# Cooler Master MasterLiquid ML120L RGB Erfahrungen?



## Torben456 (5. August 2018)

Hallo, 

ich rüste gerade mein 3. System nach, das ganze soll ein wenig schicker werden, habe meine GTX 1050 Ti gegen eine günstige RX580 getauscht. 
Jetzt soll auch noch mein recht alter Mugen 3 getauscht werden, der ist mir einfach zu wuchtig geworden und die Lamellen sind auch schon recht verbogen. 

Jetzt sehe ich das es recht günstige 120er AiO Waküs gibt. 
Cooler Master MasterLiquid ML120L RGB ab €' '49,61 de (2018) | Preisvergleich Geizhals Deutschland, die finde ich recht schick. 

Hat einer Erfahrungen ob die Pumpe reicht leise ist? 

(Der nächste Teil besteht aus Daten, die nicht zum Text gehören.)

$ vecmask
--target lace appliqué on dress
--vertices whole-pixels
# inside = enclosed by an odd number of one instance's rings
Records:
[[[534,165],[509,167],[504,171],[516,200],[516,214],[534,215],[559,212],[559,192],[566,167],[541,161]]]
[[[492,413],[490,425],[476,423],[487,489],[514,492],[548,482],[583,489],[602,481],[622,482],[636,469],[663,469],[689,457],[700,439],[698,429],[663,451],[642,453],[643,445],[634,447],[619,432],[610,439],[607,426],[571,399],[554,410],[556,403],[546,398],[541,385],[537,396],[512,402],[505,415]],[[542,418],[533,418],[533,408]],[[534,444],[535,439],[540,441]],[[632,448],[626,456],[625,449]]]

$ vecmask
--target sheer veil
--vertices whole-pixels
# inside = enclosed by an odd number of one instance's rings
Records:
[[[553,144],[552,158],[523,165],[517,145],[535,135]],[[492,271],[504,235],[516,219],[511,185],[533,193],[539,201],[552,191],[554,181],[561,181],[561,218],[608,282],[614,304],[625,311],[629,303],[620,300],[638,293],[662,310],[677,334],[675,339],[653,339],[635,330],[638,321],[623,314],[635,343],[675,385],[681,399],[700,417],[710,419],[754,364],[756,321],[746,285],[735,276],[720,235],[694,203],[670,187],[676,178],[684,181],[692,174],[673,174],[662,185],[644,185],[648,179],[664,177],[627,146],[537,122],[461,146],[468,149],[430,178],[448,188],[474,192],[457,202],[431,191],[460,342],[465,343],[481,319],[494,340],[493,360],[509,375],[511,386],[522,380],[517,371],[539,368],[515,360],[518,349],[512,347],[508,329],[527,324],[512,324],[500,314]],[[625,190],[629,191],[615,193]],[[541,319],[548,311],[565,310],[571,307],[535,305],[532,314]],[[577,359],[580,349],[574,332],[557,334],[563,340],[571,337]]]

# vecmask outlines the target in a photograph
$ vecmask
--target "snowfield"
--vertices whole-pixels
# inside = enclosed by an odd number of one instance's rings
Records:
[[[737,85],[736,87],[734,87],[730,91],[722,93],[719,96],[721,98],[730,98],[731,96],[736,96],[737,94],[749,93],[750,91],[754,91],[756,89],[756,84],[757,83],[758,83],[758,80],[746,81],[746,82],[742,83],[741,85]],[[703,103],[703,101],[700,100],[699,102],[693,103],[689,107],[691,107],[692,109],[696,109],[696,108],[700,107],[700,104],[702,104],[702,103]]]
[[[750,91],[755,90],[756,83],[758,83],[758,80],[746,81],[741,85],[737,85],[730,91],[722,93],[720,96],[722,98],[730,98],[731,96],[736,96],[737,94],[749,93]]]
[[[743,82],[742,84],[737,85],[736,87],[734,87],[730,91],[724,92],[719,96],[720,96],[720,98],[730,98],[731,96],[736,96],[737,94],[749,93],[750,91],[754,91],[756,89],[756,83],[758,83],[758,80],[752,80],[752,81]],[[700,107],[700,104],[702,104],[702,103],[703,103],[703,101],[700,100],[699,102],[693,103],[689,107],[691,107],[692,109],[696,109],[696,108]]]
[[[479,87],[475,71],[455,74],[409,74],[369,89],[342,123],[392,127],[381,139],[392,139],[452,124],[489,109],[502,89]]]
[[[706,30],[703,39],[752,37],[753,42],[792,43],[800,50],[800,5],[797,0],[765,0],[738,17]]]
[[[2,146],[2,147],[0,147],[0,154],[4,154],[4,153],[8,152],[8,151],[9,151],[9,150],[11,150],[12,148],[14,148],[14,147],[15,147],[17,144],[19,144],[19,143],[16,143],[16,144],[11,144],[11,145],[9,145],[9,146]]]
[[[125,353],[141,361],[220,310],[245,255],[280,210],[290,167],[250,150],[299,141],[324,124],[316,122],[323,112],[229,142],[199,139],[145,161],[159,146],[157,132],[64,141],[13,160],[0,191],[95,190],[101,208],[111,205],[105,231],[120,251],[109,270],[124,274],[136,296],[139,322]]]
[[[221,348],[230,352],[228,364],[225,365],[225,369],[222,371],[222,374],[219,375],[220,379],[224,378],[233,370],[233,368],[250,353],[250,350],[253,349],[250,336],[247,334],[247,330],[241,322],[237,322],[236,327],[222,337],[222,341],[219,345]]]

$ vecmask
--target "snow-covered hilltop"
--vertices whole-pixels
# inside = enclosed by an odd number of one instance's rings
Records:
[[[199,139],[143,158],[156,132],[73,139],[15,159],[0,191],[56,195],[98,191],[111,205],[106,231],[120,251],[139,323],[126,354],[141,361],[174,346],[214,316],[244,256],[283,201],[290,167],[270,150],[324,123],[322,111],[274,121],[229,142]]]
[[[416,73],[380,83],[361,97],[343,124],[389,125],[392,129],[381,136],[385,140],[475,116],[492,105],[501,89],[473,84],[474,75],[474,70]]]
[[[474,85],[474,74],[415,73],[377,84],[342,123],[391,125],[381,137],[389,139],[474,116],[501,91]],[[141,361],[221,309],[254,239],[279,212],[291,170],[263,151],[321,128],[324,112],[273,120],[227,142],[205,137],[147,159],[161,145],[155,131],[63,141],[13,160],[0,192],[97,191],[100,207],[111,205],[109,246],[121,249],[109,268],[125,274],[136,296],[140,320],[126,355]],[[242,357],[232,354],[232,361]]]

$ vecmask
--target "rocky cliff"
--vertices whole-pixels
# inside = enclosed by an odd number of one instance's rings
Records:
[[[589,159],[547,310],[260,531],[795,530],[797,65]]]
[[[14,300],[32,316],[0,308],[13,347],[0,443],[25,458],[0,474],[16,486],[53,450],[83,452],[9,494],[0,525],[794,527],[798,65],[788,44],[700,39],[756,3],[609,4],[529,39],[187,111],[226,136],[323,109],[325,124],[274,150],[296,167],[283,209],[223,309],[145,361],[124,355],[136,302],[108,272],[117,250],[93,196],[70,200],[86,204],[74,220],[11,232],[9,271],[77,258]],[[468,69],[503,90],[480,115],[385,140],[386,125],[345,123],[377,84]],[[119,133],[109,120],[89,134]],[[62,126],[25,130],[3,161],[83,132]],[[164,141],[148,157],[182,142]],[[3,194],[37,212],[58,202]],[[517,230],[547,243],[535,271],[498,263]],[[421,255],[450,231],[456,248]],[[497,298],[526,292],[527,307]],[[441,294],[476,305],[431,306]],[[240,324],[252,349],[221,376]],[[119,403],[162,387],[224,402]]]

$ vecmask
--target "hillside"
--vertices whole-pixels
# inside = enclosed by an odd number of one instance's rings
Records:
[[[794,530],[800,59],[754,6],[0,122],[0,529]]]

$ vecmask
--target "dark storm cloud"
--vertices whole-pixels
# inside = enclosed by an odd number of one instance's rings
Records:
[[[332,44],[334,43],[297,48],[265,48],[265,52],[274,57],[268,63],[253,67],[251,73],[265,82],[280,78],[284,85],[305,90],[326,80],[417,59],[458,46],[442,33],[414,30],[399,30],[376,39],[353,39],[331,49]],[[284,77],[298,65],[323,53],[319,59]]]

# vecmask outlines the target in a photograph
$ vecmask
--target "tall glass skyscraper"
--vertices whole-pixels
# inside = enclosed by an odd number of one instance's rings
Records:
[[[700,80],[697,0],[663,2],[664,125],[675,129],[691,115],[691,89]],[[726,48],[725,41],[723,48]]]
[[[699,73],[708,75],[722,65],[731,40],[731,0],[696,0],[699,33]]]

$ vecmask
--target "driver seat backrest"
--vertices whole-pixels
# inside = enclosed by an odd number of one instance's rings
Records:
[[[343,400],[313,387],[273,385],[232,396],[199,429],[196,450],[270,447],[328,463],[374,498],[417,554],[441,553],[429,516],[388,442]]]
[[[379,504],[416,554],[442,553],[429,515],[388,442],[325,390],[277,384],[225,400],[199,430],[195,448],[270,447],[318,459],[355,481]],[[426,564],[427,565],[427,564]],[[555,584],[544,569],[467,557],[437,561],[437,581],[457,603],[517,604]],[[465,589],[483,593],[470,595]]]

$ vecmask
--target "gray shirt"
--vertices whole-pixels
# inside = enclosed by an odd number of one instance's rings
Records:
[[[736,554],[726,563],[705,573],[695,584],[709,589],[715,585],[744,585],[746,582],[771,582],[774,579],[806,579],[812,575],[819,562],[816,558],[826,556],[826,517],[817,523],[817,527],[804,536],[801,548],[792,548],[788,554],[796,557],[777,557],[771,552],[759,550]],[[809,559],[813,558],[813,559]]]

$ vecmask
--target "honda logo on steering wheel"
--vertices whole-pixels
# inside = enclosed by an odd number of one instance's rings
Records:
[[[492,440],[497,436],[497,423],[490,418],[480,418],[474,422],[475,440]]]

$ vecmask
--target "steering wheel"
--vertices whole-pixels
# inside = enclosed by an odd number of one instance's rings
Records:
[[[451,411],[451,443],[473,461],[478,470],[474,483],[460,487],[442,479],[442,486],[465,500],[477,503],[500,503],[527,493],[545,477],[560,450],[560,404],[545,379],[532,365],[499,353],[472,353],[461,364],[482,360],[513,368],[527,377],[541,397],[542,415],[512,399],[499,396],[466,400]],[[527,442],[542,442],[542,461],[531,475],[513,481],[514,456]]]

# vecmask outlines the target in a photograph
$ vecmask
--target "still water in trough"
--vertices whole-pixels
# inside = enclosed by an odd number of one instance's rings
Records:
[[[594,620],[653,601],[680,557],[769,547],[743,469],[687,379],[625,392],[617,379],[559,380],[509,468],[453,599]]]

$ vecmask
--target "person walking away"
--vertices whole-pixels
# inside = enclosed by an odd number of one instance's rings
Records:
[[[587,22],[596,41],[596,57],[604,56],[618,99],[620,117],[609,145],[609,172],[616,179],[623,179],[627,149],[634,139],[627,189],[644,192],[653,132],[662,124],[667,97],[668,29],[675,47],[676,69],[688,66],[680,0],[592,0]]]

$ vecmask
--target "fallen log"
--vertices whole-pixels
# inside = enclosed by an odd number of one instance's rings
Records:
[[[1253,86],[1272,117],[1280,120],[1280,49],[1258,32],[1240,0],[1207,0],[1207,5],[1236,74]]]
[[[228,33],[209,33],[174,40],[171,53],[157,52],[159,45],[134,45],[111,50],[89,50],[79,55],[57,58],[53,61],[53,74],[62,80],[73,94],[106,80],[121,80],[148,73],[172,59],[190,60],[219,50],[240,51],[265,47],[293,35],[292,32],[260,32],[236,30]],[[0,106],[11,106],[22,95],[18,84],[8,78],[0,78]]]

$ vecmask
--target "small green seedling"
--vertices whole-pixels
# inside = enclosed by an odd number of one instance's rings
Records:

Die CPU die gekühlt werden muss ist ein i5 4690K@4.2GHZ, solange die Temperaturen gleich bleiben wie beim Mugen 3 bin ich zufrieden.


----------



## Narbennarr (5. August 2018)

Nicht mit ner 120er....lass das besser


----------



## Torben456 (5. August 2018)

Narbennarr schrieb:


> Nicht mit ner 120er....lass das besser



Also lieber die 240er Variante?
Cooler Master MasterLiquid Lite 240 ab €' '50,90 de (2018) | Preisvergleich Geizhals Deutschland


----------



## Narbennarr (5. August 2018)

240er sind deutlich potenter und liegen dann auf dem Niveau (bzw knapp über) der High-End Lüftkühler wie dem D15 etc. Bei den 120er ist man eher so im Bereich kleiner Kühler, dein Mugen ist vermutlich leiser und/oder stärker 

Ich hab die CM AiOs von den Pumpen als sehr angenehm in Erinnerung, aber das unterliegt immer einer gewissen Streuung. Da würde ich dann einfach das Rückgaberecht in Anspruch nehmen, wenns doch nicht gefällt. Hatte auch schon ne AiO die noch viel Luft drinn hatte und das blubbert dann störend


----------



## Rallyesport (5. August 2018)

Also ich hab die Master Liquid Lite mit 120mm Radiator und ich kann meinen Ryzen 7 1800X gut kühlen, einzig bei diesen Temperaturen und Prime geht er auf 85° hoch, im IDLE hält sie ihn zwischen 40-50° in unhörbarem Zustand.


----------



## Torben456 (5. August 2018)

Rallyesport schrieb:


> Also ich hab die Master Liquid Lite mit 120mm Radiator und ich kann meinen Ryzen 7 1800X gut kühlen, einzig bei diesen Temperaturen und Prime geht er auf 85° hoch, im IDLE hält sie ihn zwischen 40-50° in unhörbarem Zustand.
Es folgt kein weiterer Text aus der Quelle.